Alliums
Alliums
Allium spp.
There is something wonderful about a plant that gives you color, pizzazz, longevity, reliability, and style. Many varieties of the ornamental onion (Alliumspp.) do all that, and more: they brush the mixed border with an artistic touch, dotting the garden with statuesque, floral sculpture.
Spring bulbs are beloved for their brilliance and promise of renewal. The tulips, daffodils, squill, grape hyacinths, and dozens of smaller bulbs, start the growing season with a colorful hurrah! Lilies pick up the bulb show later on, with Asiatic lilies the first to show their saturated open faces and Orientals (if they are fortunate enough to survive the rabbits) coming later in summer, broadcasting fragrance and elegance in spite of their splotches and speckles. In between all this action are the alliums, bridging spring and summer with a surprising array of color (purple, yellow, blue, pink, and white), height and flower shape (golf ball, tennis ball, baseball, softball, or the diminutive bells).
Alliums in your Garden
Planted in fall, at the same time you dig the ground to pop in tulips and daffodils, most allium bulbs have little problem with our cold winters. A few types might be considered “annuals,” especially if you garden in heavy clay. Alliums are native to sandy, dry soils with excellent drainage—Siberia, eastern Europe, Turkey, and the lands once known as Persia. As gardeners in Chicago have learned, good drainage has a positive effect on hardiness and can bump up a plant’s chance for that coveted “reliable return.”

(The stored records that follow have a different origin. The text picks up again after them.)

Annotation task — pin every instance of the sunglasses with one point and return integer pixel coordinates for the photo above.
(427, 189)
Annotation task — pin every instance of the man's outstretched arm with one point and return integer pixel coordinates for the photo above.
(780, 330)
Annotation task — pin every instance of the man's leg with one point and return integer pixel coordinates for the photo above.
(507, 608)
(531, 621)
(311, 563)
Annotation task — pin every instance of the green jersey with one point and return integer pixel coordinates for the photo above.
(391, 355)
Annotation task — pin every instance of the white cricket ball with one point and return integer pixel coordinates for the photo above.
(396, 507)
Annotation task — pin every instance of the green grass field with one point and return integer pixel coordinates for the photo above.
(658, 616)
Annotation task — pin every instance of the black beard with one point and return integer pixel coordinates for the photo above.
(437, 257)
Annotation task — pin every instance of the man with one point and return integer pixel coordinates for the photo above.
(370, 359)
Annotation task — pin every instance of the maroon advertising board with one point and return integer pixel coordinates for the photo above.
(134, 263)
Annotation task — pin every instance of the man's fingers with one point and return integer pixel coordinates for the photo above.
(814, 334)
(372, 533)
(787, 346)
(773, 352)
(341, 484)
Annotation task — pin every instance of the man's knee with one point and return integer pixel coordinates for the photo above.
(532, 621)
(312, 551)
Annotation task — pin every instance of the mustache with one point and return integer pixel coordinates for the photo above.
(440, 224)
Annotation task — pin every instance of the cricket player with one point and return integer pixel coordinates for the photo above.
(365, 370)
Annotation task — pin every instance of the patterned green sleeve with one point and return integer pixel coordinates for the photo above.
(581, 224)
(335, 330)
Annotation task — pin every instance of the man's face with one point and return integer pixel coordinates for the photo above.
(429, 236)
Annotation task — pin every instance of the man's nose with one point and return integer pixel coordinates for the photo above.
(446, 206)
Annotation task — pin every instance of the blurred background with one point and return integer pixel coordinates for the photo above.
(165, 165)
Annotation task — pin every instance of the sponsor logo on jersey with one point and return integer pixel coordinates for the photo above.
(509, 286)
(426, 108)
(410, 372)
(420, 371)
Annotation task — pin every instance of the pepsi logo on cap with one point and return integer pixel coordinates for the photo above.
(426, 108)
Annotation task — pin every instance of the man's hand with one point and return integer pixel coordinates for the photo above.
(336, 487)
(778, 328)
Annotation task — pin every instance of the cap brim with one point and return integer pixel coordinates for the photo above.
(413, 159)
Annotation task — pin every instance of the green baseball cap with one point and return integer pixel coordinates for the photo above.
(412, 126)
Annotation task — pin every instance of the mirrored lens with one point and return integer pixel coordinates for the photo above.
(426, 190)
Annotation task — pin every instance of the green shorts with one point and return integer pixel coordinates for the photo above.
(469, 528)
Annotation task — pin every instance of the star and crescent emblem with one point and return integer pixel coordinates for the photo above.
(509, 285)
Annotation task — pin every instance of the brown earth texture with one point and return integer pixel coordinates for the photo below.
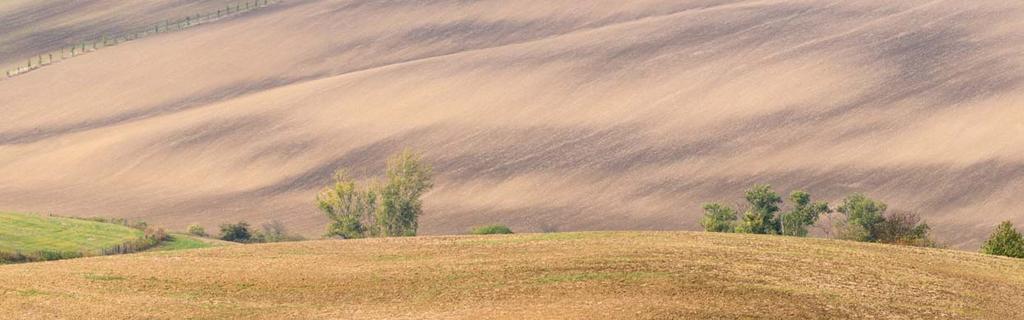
(543, 115)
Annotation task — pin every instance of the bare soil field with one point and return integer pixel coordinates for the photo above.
(540, 115)
(653, 275)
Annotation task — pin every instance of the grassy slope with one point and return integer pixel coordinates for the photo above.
(182, 242)
(532, 112)
(29, 233)
(574, 275)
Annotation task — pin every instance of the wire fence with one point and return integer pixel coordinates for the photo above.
(86, 46)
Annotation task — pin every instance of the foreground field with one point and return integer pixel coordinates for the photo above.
(572, 275)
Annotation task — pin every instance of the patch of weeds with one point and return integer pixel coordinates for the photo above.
(98, 277)
(599, 276)
(395, 257)
(30, 292)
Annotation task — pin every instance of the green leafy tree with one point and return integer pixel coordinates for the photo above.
(236, 232)
(903, 229)
(1005, 241)
(349, 208)
(408, 178)
(719, 217)
(804, 213)
(492, 230)
(197, 230)
(387, 209)
(863, 216)
(761, 216)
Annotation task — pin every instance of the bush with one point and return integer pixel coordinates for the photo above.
(804, 213)
(236, 232)
(156, 234)
(274, 231)
(719, 217)
(761, 216)
(387, 209)
(863, 215)
(492, 230)
(904, 229)
(197, 230)
(1005, 241)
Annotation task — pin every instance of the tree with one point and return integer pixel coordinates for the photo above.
(719, 217)
(760, 218)
(1005, 241)
(236, 232)
(904, 229)
(863, 215)
(804, 213)
(379, 210)
(492, 230)
(408, 178)
(197, 230)
(274, 231)
(349, 208)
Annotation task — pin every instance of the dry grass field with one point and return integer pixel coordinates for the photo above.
(652, 275)
(541, 115)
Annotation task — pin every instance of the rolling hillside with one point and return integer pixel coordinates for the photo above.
(567, 115)
(540, 276)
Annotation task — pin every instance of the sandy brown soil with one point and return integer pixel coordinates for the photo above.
(544, 276)
(562, 114)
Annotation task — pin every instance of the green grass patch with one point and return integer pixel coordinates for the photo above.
(33, 233)
(492, 230)
(101, 277)
(31, 292)
(599, 276)
(181, 242)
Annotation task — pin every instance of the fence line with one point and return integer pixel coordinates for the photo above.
(86, 46)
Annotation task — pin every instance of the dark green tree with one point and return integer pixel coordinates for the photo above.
(803, 214)
(236, 232)
(350, 209)
(863, 216)
(1005, 241)
(408, 178)
(719, 217)
(388, 209)
(761, 218)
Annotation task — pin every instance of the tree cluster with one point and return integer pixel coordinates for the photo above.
(273, 231)
(865, 217)
(1005, 241)
(390, 208)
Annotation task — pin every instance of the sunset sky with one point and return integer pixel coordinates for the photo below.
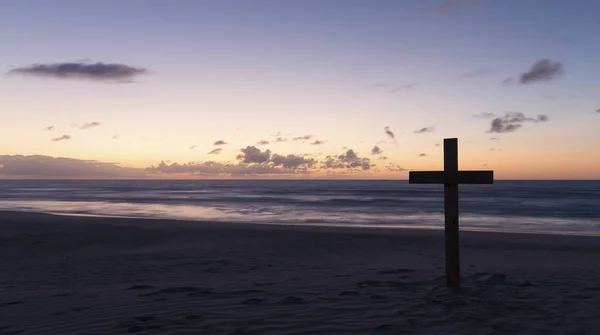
(110, 89)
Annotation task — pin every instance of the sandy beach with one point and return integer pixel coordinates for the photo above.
(85, 275)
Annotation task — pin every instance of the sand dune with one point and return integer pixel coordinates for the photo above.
(76, 275)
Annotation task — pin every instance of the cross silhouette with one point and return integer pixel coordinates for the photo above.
(451, 177)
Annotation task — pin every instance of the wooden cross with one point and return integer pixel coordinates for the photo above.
(451, 177)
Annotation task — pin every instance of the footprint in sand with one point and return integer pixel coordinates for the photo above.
(11, 303)
(395, 271)
(140, 287)
(291, 301)
(253, 301)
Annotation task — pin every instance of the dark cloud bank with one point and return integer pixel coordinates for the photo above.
(90, 71)
(512, 122)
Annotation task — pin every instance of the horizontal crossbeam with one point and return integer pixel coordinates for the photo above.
(438, 177)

Alliums have earned extra points lately due to their wildlife resistance. As members of the onion family (the ornamental, not the edible side of the family), they are shunned by rabbits, squirrels, chipmunks, and other animals. Some cautious gardeners weave allium and daffodil bulbs throughout their lily beds as a protective barrier around the more desirable lilies in an effort to outfox the fox.
Allium Blooms
Allium flowers are long-lasting and attractive, whether left fresh or dried on the stems, cut for indoor display or not. They attract butterflies, do not smell like onions (although the foliage and bulbs often do), and, when happy in their full-sun, well-drained site, can form colonies or self-seed, especially when some of the more humongous flower heads are left on the plant, creating a startling, dried flower arrangement in the middle of an otherwise verdant garden.
Big
The largest flowers belong to Allium ‘Globemaster’. At 10 inches across, they are often cleverly advertised next to a smiling child’s face. Guess which is larger? For a big, round purple softball on a 4- to 5-foot stem, try a small army of ‘Gladiator’. They perform best at the back of a border or against an open fence, where they can receive a bit of protection from strong winds.
Popular
Allium aflatunense ‘Purple Sensation’ is a smaller-sized variety more suited to average gardens. Depending on the weather, they will appear between April and May, like splendid royal purple lollipops sprouting between clumping perennials, daylilies, ground covers, or anywhere there's a good green bed to hide allium’s inevitable yellow foliage. Honeybees love the nectar produced by the flowers that last for weeks, and the strong onion smell of the crushed stems and leaves discourages deer and rabbits.
Tough
Hundreds of small, round, purple-pink flower clusters bloom in midsummer on the balloon bouquet ornamental chive, Allium tanguticum 'Noneuq'. This hardy onion relative with a compact growth habit and broad strap, shaped, blue-green leaves grows to about a foot in height and about 8 to 10 inches wide. Unlike edible onions, the root system is a rhizome, not a bulb, and adapted to the clay soil found in many Chicago-area gardens while retaining foliage throughout flowering.
Cool
Gardeners looking to add a splash of cool hues with less drama might consider the true-blue Allium caeruleum (the latter means "blue" in Latin). Their silver-dollar-sized blooms are held well above their foliage and appear at the convenient late spring to early summer period. The Litvinov onion, A. litvinovii offers dense globes of deep violet-blue florets around the same time in May to June. It prefers a sunny spot with well-drained soil, and is deer resistant.
Star
Allium christophii, the stars of Persia, is a most unique flower. It grows only from 1 to 2 feet (keep in mind that the diameter of the flower head can be between nine and 12 inches), in an airy, open, explosive kind of manner. The amethyst flower heads will self-seed, especially in sandy soils. Blooming between May and June, it serves as a head-turner when stuck at regular intervals in the front of the border, not unlike the effect of Allium schubertii.
Gold
For those who prefer a small, star-shaped, yellow flower, the golden lily leek, Allium moly, is a more demure, suitable choice. Its bright blooms sit on 4- to 6-inch stems above lax, broad-leaved foliage, as it appreciates rich, well-drained soil in the late-summer sun. Bruised foliage and flowers smell strongly of onions, which may explain why this plant is avoided by deer and rabbits; however butterflies are strongly attracted to the nectar.